Tuesday, February 7, 2012

Immunity to Change

I cried twice in my Medical Nutrition class, yesterday. Once because I took a quiz on medical terminology and felt as if I studied the wrong things. I don't ever remember reading about a "plastic" artery, or the root word for bone marrow.
I wasn't the only one. When the Professor called, "Time!" ...yeah, I know, when was the last time you heard a Professor ever say that's it 'TIME'. Everyone around me all had the same look on their faces - like they just crapped themselves! Then, this young boy raised his hand and asked, "Are you sure you took those words from the book you told us to study from?" Nervous giggles everywhere ...and then the realization ....
This class is freakin' HARD!
The lecture followed for about an hour and then we took a break. After the break, one of students gave a presentation on Type II Diabetes. For this class,we each have to choose a different medical condition, assess the condition based on someone who will allow us to have access to their medical records, prescribe a Nutrition Therapy Program and then evaluate and monitor the plan to determine if the Nutrition Therapy is helping.

The student presenting on Type II Diabetes stated that her patient was morbidly obese, a single mom (she had one young son), drove a delivery truck for a living and was currently taking medicine for her diabetes, but refused to take insulin. The student worked for a Podiatrist, which is where she met her patient. This patient comes in with foot ulcers, which are a common complaint when someone is suffering from uncontrolled diabetes. According to the patient's medical records, the medicine that she took for the diabetes was not working and her blood sugar levels were very high. As a result, this patient was now suffering from the early stages of kidney failure.

Then, my classmate presented what her patient ate on any one particular day. For breakfast, the diabetic patient would go to Dunkin Donuts, every day, and get a bacon egg and cheese sandwich and a large coffee with four sugars and milk. For lunch, she would go to Subway and order a sandwich full of salami, pepperoni and provolone cheese with a medium Coke. For dinner, she and her son would go to McDonald's and ordered a Whopper Jr. with a medium fries and a medium Coke.

That's when I lost it. I just sat there and cried. This poor woman, she was killing herself, on so many levels. Then, I just pictured her, eating dinner, with her son - maybe at McDonald's, maybe in their kitchen. I wondered if they had heat. So many thoughts and scenarios ran through my head about this person.

She didn't want to change her diet. She didn't want to take the insulin. Why? Why didn't she want to make the effort - even if it were just for her son?

There is a disconnect somewhere.

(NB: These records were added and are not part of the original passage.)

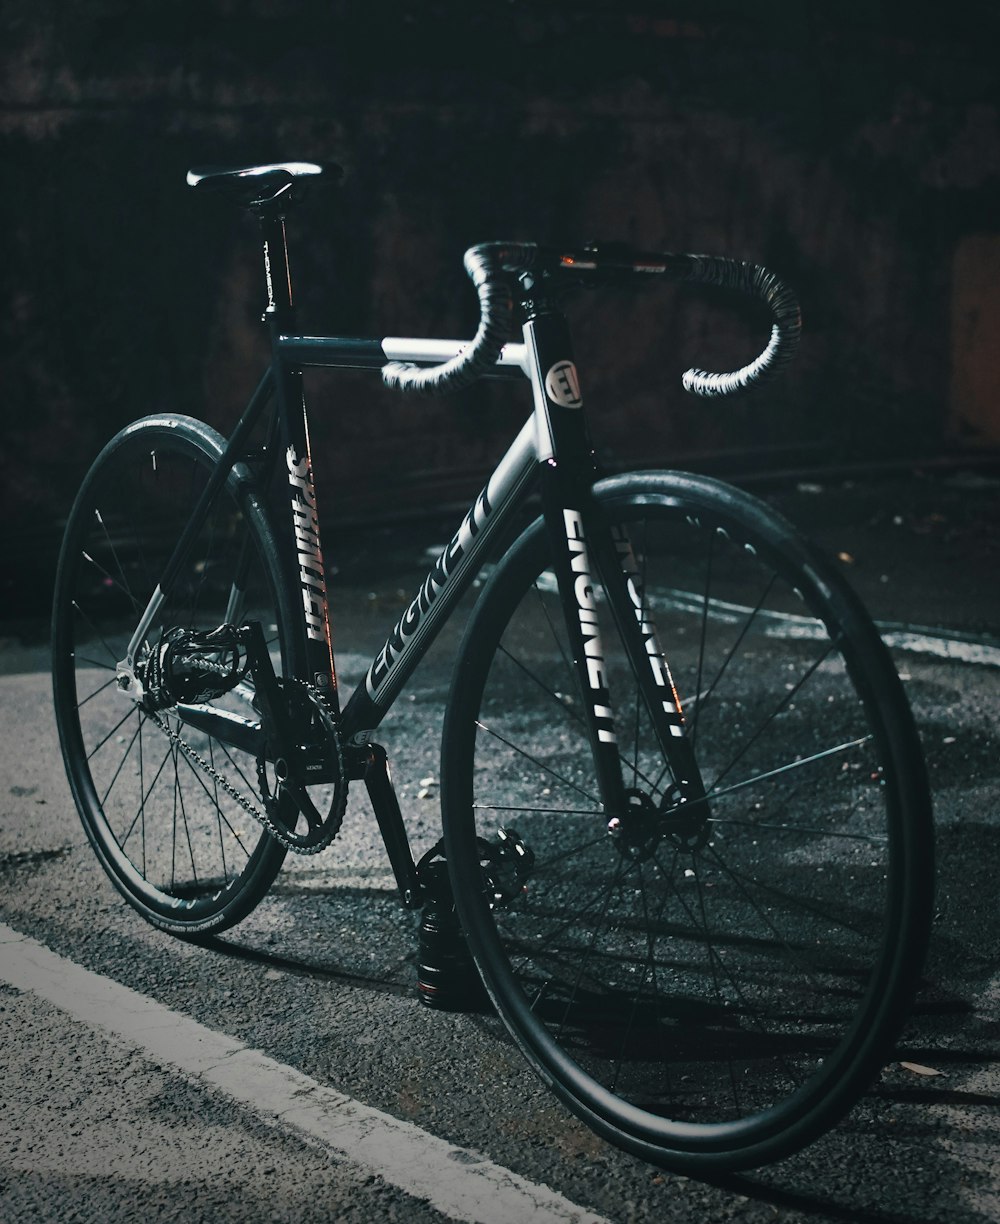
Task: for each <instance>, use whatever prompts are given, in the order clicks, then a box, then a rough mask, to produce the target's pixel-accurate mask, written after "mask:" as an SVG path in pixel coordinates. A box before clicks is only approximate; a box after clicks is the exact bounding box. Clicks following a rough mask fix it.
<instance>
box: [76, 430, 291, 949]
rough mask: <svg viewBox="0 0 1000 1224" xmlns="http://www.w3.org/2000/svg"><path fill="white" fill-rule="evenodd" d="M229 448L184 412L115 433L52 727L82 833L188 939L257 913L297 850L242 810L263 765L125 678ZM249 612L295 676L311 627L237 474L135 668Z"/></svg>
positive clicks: (164, 919)
mask: <svg viewBox="0 0 1000 1224" xmlns="http://www.w3.org/2000/svg"><path fill="white" fill-rule="evenodd" d="M223 447H224V441H223V438H222V437H220V436H219V435H218V433H215V431H214V430H211V428H209V427H208V426H206V425H202V424H201V422H198V421H195V420H192V419H190V417H182V416H160V417H148V419H146V420H143V421H138V422H136V424H135V425H130V426H129V427H127V428H125V430H122V431H121V432H120V433H119V435H118V436H116V437H115V438H113V439H111V442H109V444H108V446H106V447H105V448H104V450H103V452H102V454H100V455H99V457H98V459H97V460H95V463H94V465H93V468H92V469H91V471H89V472H88V475H87V477H86V481H84V483H83V487H82V488H81V492H80V494H78V497H77V501H76V504H75V507H73V509H72V513H71V515H70V520H69V524H67V526H66V532H65V537H64V545H62V553H61V557H60V563H59V570H58V575H56V594H55V607H54V616H53V674H54V694H55V712H56V722H58V726H59V734H60V742H61V745H62V755H64V759H65V764H66V771H67V775H69V780H70V786H71V788H72V792H73V798H75V799H76V803H77V808H78V809H80V814H81V818H82V820H83V826H84V829H86V830H87V834H88V836H89V838H91V842H92V845H93V847H94V849H95V851H97V854H98V858H99V859H100V862H102V864H103V867H104V868H105V870H106V871H108V874H109V876H110V878H111V880H113V881H114V884H115V886H116V887H118V889H119V890H120V891H121V892H122V894H124V896H125V897H126V898H127V900H129V901H130V902H131V903H132V905H133V906H135V907H136V908H137V909H138V911H140V912H141V913H142V914H143V917H144V918H147V919H148V920H149V922H151V923H153V924H155V925H158V927H162V928H164V929H165V930H170V931H174V933H176V934H182V935H184V934H187V935H195V934H207V933H211V931H218V930H223V929H225V928H226V927H230V925H231V924H233V923H235V922H237V920H239V919H240V918H242V917H245V916H246V914H247V913H248V912H250V911H251V909H252V908H253V906H256V905H257V902H258V901H259V900H261V897H263V896H264V894H266V892H267V890H268V887H269V886H271V884H272V881H273V879H274V876H275V875H277V873H278V869H279V868H280V865H282V862H283V859H284V856H285V851H284V848H283V847H282V846H280V845H279V843H278V842H277V841H274V840H273V838H272V837H271V836H269V835H268V834H267V832H264V830H263V827H262V826H261V824H258V823H257V821H256V820H255V819H253V816H252V815H251V814H250V812H248V810H247V808H246V804H250V805H252V807H256V808H257V809H259V808H261V805H262V799H261V780H259V777H258V774H257V760H256V756H255V755H253V754H252V753H250V752H240V750H239V749H236V748H234V747H231V745H230V744H226V743H223V742H222V741H220V739H218V738H214V737H213V736H211V734H208V733H206V732H203V731H198V730H196V728H195V727H193V726H191V725H188V723H187V722H185V721H184V720H182V718H181V717H180V716H179V714H177V707H176V706H174V707H170V709H164V710H159V711H157V712H154V714H151V712H147V711H144V710H143V709H142V707H141V706H138V705H136V704H135V703H133V701H132V699H131V698H130V696H127V695H125V694H122V693H121V692H120V690H119V688H118V684H116V674H115V668H116V665H118V663H119V661H121V660H124V659H125V655H126V647H127V645H129V641H130V638H131V635H132V633H133V632H135V628H136V624H137V622H138V618H140V616H141V613H142V612H143V610H144V608H146V606H147V603H148V601H149V597H151V596H152V594H153V591H154V589H155V586H157V583H158V579H159V575H160V574H162V572H163V568H164V565H165V563H166V561H168V558H169V557H170V553H171V552H173V548H174V545H175V543H176V542H177V540H179V539H180V535H181V531H182V529H184V526H185V524H186V521H187V519H188V517H190V514H191V510H192V509H193V507H195V504H196V502H197V499H198V496H200V494H201V491H202V488H203V487H204V485H206V481H207V479H208V476H209V472H211V470H212V466H213V464H214V463H215V460H217V459H218V457H219V455H220V454H222V450H223ZM248 619H256V621H259V623H261V624H262V627H263V632H264V635H266V639H267V641H268V650H269V652H271V654H272V657H273V659H274V663H275V670H280V668H283V667H284V670H285V672H286V673H288V671H290V670H291V668H293V667H294V665H295V663H296V660H297V651H299V649H300V647H299V638H297V636H296V634H300V633H301V630H300V629H299V625H297V619H296V613H295V610H294V608H293V607H291V606H290V605H289V601H288V595H286V592H285V588H284V584H283V583H282V580H280V573H279V565H278V551H277V548H275V542H274V537H273V532H272V528H271V524H269V520H268V517H267V514H266V512H264V509H263V507H262V504H261V503H259V501H258V498H257V494H256V493H255V491H253V486H252V482H251V481H250V475H248V472H247V471H246V469H245V468H239V466H237V468H236V469H234V471H233V472H231V474H230V477H229V480H228V482H226V486H225V488H224V490H223V491H222V493H220V494H219V496H218V497H217V499H215V502H214V504H213V506H212V509H211V512H209V514H208V519H207V521H206V524H204V526H203V529H202V530H201V532H200V534H198V537H197V540H196V541H195V545H193V547H192V548H191V551H190V553H188V561H187V563H186V567H185V569H184V570H182V573H181V574H180V577H179V578H177V581H176V583H175V584H174V589H173V591H171V594H170V596H169V597H168V599H166V600H165V601H164V603H163V605H162V607H160V608H159V610H158V612H157V616H155V619H154V622H153V624H152V625H151V627H149V630H148V633H147V635H146V639H144V641H143V644H142V645H141V647H140V651H138V654H137V659H138V657H148V656H149V652H151V651H153V650H155V647H157V644H158V641H159V639H160V634H162V633H163V632H165V630H168V629H171V628H176V627H180V628H182V629H187V630H201V632H207V630H211V629H213V628H215V627H218V625H220V624H223V623H225V622H234V623H241V622H245V621H248ZM253 695H255V694H253V688H252V683H251V682H250V679H248V678H247V679H244V681H242V682H241V683H240V684H239V685H236V688H234V689H233V690H231V692H229V693H226V694H225V695H224V696H222V698H219V699H217V700H214V701H212V703H209V706H211V709H212V710H224V711H229V712H231V714H235V715H240V716H242V717H244V718H247V720H250V721H253V720H256V718H257V714H256V711H255V710H253V705H252V703H253ZM179 741H184V743H185V744H187V745H188V748H190V749H191V752H185V750H184V748H182V747H181V744H180V742H179Z"/></svg>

I see it even with people who have the best intentions. Their ability to "make meaning" or "sense" is missing.

Like with people who make some kind of resolution and say, "I wanna start an exercise routine" or "I wanna quit smoking" or "I wanna lose 10pounds". But they don't ...there is an immunity to change.

With my classmate's patient, the immunity to change was huge. It was beyond not having any motivation, confidence or desire to change. Kegan & Lahey, in Immunity to Change,  say this immunity is based on hidden commitments that drive our behavior and grip our thoughts. The only thing I could think of for my classmate's patient was that the foods she chose to eat were the only things in her life that gave her pleasure. It was the only thing that she used to treat herself. These are what Kegan & Lahey call "Hidden Commitments."

To move passed our immunity to change we need to address our hidden commitments so we can make our goals and visions possible. My classmate came up with a great Nutrition Therapy Program that altered her patient's foods a little - she replaced the Coke with Diet Coke and replaced the fattening deli meat with lean turkey. These small alterations don't threaten her current food choices that much, but the real change will come when my classmate's patient recognizes her immunity to change and her hidden commitments. I pray this happens for her.